Evergreen shrubs or small trees; eight to thirty feet high. Leaves.—Alternate; holly-like; an inch or two long. Flowers.—White; three lines across; in racemes eighteen lines to three inches long. Calyx.—Five-cleft. Petals.—Five; spreading. Stamens.—Twelve to twenty-five. Ovary.—Solitary; one-celled. Style terminal. Fruit.—A dark red cherry, becoming black; six lines in diameter. Hab.—Coast Ranges, San Francisco into Lower California.

The holly-leaved cherry is a very ornamental shrub, with its shining, prickly evergreen leaves, and it is coming more and more into favor for cultivation, especially as a hedge-shrub. In its natural state it attains its greatest perfection in the mountains near Santa Barbara and southward. On dry hills it is only a shrub, but in the rich soil of cañon bottoms it becomes a tree. Some of the finest specimens are to be found in the gardens of the old missions, where they have been growing probably a century.

Dr. Behr tells us that the foliage, in withering, develops hydrocyanic acid, the odor of which is quite perceptible. The leaves are then poisonous to sheep and cattle.

The shrubs are especially beautiful in spring, after they have made their new growth of bright green at the ends of the branches, and put forth a profusion of feathery bloom. The blossoms have the pleasant, bitter fragrance of the cultivated cherry, and attract myriads of bees, who make the region vocal with their busy hum. The fruit, which ripens from September to December, is disappointing, owing to its very thin pulp, though its astringent and acid flavor is not unpleasant.

It was used by the aborigines as food, however, and made into an intoxicating drink by fermentation. The meat of the stones ground and made into balls constituted a delicate morsel with them.

YERBA BUENA.

Micromeria Douglasii, Benth. Mint Family.

Aromatic trailing vines. Stems.—Slender; one to four feet long. Leaves.—One inch long; round-ovate. Flowers.—Solitary; axillary; white or purplish. Calyx.—Five-toothed; two lines long. Corolla.—Five lines long; bilabiate. Stamens.—Four; in pairs on the corolla. Ovary.—Of four seedlike nutlets. Style filiform. Stigma unevenly two-lipped. Hab.—Vancouver Island to Los Angeles County.
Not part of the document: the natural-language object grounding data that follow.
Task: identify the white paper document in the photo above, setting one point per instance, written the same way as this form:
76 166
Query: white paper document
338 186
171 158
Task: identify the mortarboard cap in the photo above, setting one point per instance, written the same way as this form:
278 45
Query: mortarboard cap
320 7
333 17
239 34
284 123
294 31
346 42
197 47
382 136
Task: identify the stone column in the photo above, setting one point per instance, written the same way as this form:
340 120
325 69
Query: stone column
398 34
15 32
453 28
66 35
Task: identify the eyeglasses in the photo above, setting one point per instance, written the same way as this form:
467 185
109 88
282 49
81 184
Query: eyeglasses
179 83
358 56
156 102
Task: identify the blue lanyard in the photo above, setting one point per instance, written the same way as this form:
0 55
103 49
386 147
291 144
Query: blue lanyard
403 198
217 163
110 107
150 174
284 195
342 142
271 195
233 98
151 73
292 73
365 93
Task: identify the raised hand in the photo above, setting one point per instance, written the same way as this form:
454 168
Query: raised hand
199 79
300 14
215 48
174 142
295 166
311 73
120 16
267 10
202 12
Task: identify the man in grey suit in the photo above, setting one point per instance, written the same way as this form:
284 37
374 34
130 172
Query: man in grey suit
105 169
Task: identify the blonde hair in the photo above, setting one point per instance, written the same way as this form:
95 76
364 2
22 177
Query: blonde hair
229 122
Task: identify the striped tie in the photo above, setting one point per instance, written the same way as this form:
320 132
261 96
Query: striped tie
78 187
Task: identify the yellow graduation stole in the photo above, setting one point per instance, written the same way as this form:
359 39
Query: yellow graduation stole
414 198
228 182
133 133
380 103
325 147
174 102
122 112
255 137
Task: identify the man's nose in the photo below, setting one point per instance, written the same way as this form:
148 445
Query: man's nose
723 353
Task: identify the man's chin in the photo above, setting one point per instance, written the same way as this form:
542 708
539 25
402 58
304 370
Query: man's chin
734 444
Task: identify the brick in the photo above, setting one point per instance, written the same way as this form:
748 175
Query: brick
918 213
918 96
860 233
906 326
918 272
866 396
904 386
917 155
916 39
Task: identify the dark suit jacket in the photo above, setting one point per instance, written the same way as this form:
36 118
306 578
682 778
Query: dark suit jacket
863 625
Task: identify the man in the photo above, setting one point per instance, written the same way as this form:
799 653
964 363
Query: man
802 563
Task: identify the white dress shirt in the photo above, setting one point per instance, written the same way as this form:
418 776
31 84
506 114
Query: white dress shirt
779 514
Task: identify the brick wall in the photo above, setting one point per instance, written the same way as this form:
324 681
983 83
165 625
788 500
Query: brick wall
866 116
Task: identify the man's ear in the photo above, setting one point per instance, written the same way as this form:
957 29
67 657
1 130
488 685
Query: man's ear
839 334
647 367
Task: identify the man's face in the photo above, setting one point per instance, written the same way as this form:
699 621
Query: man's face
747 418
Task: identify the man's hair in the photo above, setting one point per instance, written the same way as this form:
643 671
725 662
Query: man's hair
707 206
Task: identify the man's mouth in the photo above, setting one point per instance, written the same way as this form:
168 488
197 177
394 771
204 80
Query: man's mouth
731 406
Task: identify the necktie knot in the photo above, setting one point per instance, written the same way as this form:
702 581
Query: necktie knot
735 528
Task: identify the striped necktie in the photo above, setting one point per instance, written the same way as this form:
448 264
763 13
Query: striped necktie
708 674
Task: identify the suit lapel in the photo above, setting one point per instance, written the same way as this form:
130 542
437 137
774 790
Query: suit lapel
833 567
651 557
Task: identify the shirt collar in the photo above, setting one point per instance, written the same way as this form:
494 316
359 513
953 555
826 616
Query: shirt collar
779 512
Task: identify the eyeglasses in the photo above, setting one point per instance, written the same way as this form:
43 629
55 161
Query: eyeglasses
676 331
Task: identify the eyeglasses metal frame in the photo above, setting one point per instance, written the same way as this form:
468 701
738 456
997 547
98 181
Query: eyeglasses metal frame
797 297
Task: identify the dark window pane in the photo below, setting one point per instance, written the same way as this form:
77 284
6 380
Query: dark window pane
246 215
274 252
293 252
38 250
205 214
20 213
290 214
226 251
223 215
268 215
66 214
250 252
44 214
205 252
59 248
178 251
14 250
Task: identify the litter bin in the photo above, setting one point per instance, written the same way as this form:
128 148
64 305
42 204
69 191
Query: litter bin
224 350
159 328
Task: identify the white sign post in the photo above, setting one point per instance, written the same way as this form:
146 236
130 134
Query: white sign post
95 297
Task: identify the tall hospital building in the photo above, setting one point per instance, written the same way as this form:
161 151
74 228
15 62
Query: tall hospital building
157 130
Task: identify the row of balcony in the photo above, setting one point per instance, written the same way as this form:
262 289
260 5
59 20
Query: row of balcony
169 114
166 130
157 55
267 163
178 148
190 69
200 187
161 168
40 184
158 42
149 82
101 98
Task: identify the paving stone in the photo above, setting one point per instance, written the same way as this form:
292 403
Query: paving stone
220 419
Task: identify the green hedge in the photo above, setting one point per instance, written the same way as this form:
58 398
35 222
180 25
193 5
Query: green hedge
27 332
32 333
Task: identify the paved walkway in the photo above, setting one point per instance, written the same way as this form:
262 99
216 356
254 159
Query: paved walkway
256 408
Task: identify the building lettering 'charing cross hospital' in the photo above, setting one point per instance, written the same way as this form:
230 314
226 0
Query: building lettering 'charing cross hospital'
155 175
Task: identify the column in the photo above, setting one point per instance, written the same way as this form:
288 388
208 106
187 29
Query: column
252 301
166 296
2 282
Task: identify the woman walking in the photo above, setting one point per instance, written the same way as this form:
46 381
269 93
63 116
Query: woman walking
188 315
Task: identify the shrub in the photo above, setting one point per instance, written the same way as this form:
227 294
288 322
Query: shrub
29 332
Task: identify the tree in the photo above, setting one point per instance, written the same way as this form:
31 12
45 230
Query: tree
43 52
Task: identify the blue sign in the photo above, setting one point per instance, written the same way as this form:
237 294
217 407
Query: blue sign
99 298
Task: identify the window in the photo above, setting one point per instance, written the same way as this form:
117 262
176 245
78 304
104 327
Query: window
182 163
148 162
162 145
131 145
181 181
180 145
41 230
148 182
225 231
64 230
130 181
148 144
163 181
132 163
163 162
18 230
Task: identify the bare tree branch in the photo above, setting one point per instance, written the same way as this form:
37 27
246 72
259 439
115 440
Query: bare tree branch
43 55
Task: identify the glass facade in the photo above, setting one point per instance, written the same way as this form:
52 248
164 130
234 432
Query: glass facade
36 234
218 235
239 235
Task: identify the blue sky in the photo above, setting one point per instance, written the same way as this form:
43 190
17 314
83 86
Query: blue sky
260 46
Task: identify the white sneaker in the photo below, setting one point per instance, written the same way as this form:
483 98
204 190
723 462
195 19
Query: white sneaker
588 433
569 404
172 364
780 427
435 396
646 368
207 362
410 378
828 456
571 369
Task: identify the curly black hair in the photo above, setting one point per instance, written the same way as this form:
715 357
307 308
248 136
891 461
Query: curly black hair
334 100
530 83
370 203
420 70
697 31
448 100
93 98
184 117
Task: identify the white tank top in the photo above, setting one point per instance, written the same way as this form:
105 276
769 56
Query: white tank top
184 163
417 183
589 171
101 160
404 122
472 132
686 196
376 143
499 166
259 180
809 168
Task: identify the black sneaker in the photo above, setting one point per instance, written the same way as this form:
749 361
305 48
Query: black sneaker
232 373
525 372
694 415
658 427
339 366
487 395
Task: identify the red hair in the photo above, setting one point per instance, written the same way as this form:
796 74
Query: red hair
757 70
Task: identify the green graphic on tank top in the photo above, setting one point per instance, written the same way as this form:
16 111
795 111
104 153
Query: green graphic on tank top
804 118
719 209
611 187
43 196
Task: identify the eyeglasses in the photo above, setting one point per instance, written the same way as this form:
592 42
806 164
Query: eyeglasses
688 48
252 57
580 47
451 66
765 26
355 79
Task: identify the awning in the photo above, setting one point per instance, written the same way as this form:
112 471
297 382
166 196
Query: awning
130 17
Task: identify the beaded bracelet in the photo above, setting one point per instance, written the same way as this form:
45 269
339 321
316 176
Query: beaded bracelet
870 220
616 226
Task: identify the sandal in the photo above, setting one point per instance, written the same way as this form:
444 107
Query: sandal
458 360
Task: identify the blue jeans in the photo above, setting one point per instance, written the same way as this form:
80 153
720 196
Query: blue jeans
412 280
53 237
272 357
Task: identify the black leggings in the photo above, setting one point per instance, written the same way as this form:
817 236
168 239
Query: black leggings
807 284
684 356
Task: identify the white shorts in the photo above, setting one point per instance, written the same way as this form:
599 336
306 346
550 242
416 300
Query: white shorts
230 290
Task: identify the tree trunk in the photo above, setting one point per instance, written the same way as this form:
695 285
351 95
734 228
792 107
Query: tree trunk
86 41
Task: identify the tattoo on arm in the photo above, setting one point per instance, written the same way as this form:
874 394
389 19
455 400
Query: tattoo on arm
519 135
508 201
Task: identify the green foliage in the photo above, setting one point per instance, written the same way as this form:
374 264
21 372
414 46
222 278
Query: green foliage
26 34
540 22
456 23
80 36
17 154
The yerba buena is as dear to the Californian as the Mayflower to the New Englander, and is as intimately associated with the early traditions of this Western land as is that delicate blossom with the stormy past of the Pilgrim Fathers. Its delicious, aromatic perfume seems in some subtle way to link those early days of the Padres with our own, and to call up visions of the long, low, rambling mission buildings of adobe, with their picturesque red-tiled roofs; the flocks and herds tended by gentle shepherds in cowls; and the angelus sounding from those quaint belfries, and vibrating in ever-widening circles over hill and vale.

Before the coming of the Mission Fathers, the Indians used this little herb, placing great faith in its medicinal virtues, so that the Padres afterward bestowed upon it the name of "yerba buena"—"the good herb." It is still used among our Spanish-Californians in the form of a tea, both as a pleasant beverage and as a febrifuge, and also as a remedy for indigestion and other disorders.